Opheffing 3de lid artikel 68 WES roept veel vragen op
Lang is de wet van 20 maart 2023 m.b.t. de wijziging van de Wet op het eenheidsstatuut niet: 6 korte artikels. Dat de opzegtermijn na te leven door alle werknemers vanaf 28 oktober 2023 nog maximaal 13 weken bedraagt, lichtte ik reeds toe in een vorig artikel.
Er valt echter nog een andere bepaling op. Artikel 3 heft immers ook het derde lid van artikel 68 van de Wet op het eenheidsstatuut op. Hieronder dat fameuze artikel 68:
Art. 68:
Het eerste deel wordt berekend in functie van de ononderbroken dienstanciënniteit verworven op 31 december 2013.
Die termijn wordt vastgesteld op basis van de wettelijke, reglementaire en conventionele regels die gelden op 31 december 2013 en die van toepassing zijn in geval van opzegging ter kennis gebracht op deze datum.
Voor de bedienden van wie het jaarlijks loon 32.254 euro overschrijdt op 31 december 2013, wordt die termijn, in afwijking van het tweede lid, vastgesteld op een maand per begonnen jaar anciënniteit bij opzegging door de werkgever, met een minimum van drie maanden.
Voor de bedienden van wie het jaarlijks loon 32.254 euro overschrijdt op 31 december 2013, wordt die termijn, bij opzegging door de bediende, in afwijking van het tweede lid, vastgesteld op anderhalve maand per begonnen periode van vijf jaar anciënniteit, met een maximum van vier en een halve maand indien zijn jaarlijks loon 64.508 euro niet overschrijdt op 31 december 2013 of zes maanden indien zijn jaarlijks loon op 31 december 2013 64.508 euro overschrijdt.
De opheffing van dat 3de lid roept bij mij tal van vragen op:
- Als voor deze bedienden het historisch recht niet meer forfaitair wordt vastgesteld op een maand per begonnen jaar anciënniteit… op wat dan wel? Het oude artikel 82, §3 van de Arbeidsovereenkomstenwet schreef voor dat de opzeggingstermijn voor hogere bedienden (bedienden met een jaarloon boven 32.254 euro) moest worden bepaald in een overeenkomst over de opzeggingstermijn die werd gesloten op het ogenblik van het ontslag, dan wel door de rechter bij gebrek aan akkoord. Keren we dan terug naar deze situatie?
- Het was de bedoeling van de wetgever dat door deze forfaitaire vaststelling van de opzegtermijn werd vermeden dat, bij opzegging door de werkgever vanaf 1 januari 2014, de opzeggingstermijn, verbonden aan de dienstanciënniteit op 31 december 2013, zou moeten worden overeengekomen tussen de partijen, terwijl de duur van het deel van de opzeggingstermijn verbonden aan de dienstanciënniteit vanaf 1 januari 2014 op forfaitaire wijze wordt vastgelegd. Zijn de bedoelingen dan veranderd?

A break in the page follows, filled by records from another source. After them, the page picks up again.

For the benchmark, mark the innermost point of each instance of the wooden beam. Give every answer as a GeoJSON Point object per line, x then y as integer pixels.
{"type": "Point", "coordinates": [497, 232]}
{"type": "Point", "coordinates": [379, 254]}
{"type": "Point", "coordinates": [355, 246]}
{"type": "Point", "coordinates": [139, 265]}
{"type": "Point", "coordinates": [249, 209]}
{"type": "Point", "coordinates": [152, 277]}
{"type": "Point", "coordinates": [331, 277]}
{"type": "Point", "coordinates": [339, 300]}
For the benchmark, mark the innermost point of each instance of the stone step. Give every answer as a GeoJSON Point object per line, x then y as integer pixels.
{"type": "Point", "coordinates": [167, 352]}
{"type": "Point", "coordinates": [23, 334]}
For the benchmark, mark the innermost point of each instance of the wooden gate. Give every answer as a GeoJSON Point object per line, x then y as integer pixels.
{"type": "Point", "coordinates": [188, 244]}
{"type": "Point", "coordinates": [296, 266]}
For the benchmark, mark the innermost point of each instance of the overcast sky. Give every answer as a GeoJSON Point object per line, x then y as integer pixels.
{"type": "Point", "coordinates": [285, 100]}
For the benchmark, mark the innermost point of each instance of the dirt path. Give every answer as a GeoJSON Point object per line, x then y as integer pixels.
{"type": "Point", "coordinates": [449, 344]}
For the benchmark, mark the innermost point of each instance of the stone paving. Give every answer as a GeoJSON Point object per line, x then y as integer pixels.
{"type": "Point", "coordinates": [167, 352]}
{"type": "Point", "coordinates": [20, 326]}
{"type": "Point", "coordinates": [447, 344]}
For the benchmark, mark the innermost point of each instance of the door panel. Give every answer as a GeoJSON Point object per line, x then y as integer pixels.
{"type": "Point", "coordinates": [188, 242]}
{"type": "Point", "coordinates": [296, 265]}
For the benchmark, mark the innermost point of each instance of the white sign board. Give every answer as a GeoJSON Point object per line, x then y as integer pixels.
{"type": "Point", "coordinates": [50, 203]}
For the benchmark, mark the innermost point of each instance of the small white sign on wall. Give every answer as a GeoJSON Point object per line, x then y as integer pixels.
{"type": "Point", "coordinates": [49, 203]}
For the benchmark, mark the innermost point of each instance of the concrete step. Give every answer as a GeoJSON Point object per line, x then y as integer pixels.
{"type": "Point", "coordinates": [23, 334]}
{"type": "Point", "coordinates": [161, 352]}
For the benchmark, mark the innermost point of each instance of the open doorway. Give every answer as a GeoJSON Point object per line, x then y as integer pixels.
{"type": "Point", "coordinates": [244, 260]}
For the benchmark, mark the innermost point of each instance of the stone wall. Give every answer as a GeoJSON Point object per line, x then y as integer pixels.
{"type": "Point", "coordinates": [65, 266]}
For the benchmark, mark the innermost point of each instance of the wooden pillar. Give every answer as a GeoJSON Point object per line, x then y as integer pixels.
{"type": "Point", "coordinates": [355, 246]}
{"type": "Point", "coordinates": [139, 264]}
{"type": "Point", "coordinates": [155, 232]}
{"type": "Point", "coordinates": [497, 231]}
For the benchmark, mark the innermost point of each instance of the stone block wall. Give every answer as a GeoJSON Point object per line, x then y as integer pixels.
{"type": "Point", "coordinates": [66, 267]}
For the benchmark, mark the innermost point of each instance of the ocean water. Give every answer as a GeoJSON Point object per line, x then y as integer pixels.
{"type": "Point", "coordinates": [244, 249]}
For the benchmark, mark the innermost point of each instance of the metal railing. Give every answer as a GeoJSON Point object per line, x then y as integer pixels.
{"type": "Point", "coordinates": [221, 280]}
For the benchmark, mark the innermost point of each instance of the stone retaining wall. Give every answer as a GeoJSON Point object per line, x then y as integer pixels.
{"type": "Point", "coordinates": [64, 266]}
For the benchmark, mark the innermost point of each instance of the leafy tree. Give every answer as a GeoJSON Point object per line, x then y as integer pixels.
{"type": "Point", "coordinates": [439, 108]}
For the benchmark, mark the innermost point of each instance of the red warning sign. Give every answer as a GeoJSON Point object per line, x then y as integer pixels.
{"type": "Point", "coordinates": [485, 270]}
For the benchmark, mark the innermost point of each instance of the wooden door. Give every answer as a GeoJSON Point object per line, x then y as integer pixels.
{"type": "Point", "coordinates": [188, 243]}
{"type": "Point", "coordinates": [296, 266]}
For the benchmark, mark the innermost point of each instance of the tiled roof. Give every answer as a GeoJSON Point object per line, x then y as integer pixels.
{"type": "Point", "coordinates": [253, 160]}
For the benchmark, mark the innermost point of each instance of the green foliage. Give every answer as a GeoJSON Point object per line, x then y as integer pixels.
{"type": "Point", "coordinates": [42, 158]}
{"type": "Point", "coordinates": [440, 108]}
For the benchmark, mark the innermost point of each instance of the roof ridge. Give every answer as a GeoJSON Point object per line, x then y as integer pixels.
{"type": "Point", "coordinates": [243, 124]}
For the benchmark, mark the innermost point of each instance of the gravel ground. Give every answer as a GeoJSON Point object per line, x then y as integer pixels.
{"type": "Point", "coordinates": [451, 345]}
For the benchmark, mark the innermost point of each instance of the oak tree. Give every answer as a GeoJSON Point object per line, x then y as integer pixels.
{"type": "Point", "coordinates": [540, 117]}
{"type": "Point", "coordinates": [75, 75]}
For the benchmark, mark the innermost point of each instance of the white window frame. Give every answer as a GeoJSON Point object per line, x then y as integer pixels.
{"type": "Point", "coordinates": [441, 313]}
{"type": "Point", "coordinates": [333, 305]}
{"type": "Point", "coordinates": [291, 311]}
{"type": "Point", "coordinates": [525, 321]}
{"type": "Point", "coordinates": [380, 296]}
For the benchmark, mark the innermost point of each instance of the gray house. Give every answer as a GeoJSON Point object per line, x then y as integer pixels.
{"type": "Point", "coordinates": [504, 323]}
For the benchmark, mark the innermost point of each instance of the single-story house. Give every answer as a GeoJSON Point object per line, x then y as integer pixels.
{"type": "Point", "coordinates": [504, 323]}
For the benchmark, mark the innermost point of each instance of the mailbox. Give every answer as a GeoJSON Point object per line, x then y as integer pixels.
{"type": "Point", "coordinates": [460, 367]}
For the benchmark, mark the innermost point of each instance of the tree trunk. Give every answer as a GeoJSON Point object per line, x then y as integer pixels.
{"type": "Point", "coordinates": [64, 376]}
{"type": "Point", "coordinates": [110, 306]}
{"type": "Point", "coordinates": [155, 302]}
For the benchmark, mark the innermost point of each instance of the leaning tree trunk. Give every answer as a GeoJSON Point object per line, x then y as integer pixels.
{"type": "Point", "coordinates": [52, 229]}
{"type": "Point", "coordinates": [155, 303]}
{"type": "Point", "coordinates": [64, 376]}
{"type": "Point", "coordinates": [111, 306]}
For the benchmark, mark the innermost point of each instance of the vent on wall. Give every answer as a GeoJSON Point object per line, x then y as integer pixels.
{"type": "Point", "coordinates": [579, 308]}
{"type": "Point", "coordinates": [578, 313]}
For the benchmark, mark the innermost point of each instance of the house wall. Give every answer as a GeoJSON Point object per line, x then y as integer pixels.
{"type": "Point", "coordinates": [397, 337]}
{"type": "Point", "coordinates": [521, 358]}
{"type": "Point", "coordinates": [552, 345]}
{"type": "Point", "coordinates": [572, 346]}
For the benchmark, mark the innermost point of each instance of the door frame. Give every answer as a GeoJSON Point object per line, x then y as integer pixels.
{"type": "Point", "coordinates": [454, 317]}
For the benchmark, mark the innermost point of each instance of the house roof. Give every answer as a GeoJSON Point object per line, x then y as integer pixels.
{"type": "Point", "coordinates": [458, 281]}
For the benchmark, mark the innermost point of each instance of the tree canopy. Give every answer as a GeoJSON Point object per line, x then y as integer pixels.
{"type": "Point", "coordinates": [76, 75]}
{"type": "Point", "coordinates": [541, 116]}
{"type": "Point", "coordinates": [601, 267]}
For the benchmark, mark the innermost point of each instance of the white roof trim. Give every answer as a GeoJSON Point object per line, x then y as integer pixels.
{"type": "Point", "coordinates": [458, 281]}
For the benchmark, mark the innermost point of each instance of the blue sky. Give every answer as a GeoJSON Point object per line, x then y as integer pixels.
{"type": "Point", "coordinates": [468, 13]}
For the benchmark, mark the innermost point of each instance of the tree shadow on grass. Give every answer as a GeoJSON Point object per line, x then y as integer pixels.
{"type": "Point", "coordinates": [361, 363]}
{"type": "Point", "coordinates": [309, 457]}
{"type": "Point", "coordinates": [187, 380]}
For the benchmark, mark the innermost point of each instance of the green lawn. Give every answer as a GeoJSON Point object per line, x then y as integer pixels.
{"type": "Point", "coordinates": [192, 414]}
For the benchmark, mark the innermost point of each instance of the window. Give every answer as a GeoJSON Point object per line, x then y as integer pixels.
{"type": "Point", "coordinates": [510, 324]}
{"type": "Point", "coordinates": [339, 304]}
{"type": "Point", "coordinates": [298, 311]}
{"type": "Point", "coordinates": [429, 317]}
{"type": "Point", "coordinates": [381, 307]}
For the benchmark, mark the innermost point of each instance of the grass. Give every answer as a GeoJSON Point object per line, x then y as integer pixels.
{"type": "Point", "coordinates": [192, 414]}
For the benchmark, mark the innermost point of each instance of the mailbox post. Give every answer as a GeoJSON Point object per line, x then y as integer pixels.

- Keren we dan ook terug naar de formule Claeys? Of naar iets anders?
- Moeten die fameuze rechten die werden vastgeklikt in 2013 dan opnieuw bekeken worden?
- Kan dat retro-actief worden toegepast?
Hier en daar lees ik dat de schrapping van het 3de lid een vergissing zou zijn. Missen is menselijk… maar dat snel rechtzetten is dan misschien ook wenselijk en liefst vóór 28 oktober 2023.